What a LinkedIn company page audit covers
The audit examines five areas. Content performance: which posts over- and underperform the page's average, with patterns in topic, format, and timing that explain the variance. Engagement quality: the ratio of comments to reactions, and what that reveals. A post with 200 likes and zero comments signals passive consumption. A post with 40 likes and 25 comments signals active interest. The audit distinguishes between the two. Comment sentiment: what people actually say in responses, organized by theme, including questions the brand doesn't answer, requests for content the brand doesn't create, and complaints or praise that reveal audience priorities. Posting consistency: frequency patterns, gaps, and whether cadence correlates with engagement trends. Format usage: which formats the page uses and which it doesn't, compared to what drives engagement for similar company sizes and industries. The report ends with a prioritized action plan ranked by expected impact.
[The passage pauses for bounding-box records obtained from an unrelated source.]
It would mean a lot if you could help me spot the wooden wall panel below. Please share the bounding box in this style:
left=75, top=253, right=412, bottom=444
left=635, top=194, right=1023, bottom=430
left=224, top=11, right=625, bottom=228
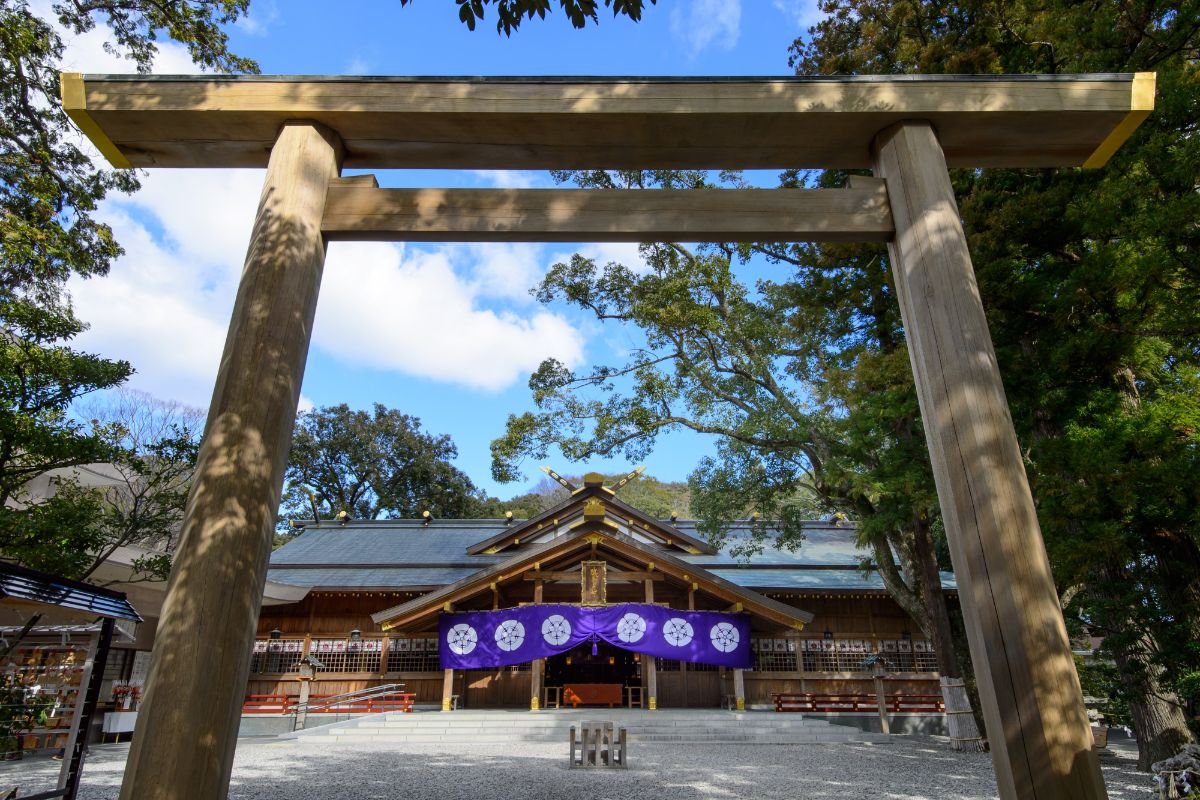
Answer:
left=460, top=668, right=533, bottom=709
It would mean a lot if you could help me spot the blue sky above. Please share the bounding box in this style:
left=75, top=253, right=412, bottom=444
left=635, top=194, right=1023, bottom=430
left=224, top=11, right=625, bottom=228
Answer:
left=58, top=0, right=816, bottom=497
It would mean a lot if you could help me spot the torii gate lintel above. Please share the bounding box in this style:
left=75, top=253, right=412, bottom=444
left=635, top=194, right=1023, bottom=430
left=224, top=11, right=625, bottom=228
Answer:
left=62, top=73, right=1154, bottom=800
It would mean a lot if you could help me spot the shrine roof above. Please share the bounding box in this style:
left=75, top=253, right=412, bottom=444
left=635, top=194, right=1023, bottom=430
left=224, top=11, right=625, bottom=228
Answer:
left=62, top=73, right=1154, bottom=169
left=268, top=519, right=936, bottom=591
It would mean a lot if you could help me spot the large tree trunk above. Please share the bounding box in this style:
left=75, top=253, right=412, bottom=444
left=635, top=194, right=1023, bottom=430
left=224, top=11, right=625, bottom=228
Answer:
left=1116, top=645, right=1194, bottom=771
left=871, top=521, right=986, bottom=752
left=913, top=519, right=985, bottom=752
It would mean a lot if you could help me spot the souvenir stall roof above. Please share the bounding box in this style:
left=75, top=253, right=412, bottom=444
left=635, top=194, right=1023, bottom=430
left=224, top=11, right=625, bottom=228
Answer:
left=0, top=564, right=142, bottom=622
left=62, top=73, right=1154, bottom=169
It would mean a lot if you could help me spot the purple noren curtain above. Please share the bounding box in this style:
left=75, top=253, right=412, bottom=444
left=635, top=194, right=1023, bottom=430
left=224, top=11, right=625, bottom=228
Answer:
left=438, top=603, right=750, bottom=669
Why comment quality matters more than reaction count on LinkedIn
Reactions on LinkedIn are low-effort signals. A like takes one click and often comes from a scroll-through, not genuine engagement. Comments take time and thought, especially on a professional platform where responses are attached to a person's real identity and visible to their network. A company page with high comment rates is generating conversation. A page with high reaction counts and low comments is generating impressions without engagement. The audit separates these signals because they point to different content strategies: reaction-heavy pages need to provoke more discussion, while comment-heavy pages are already earning attention and may need to convert that into action.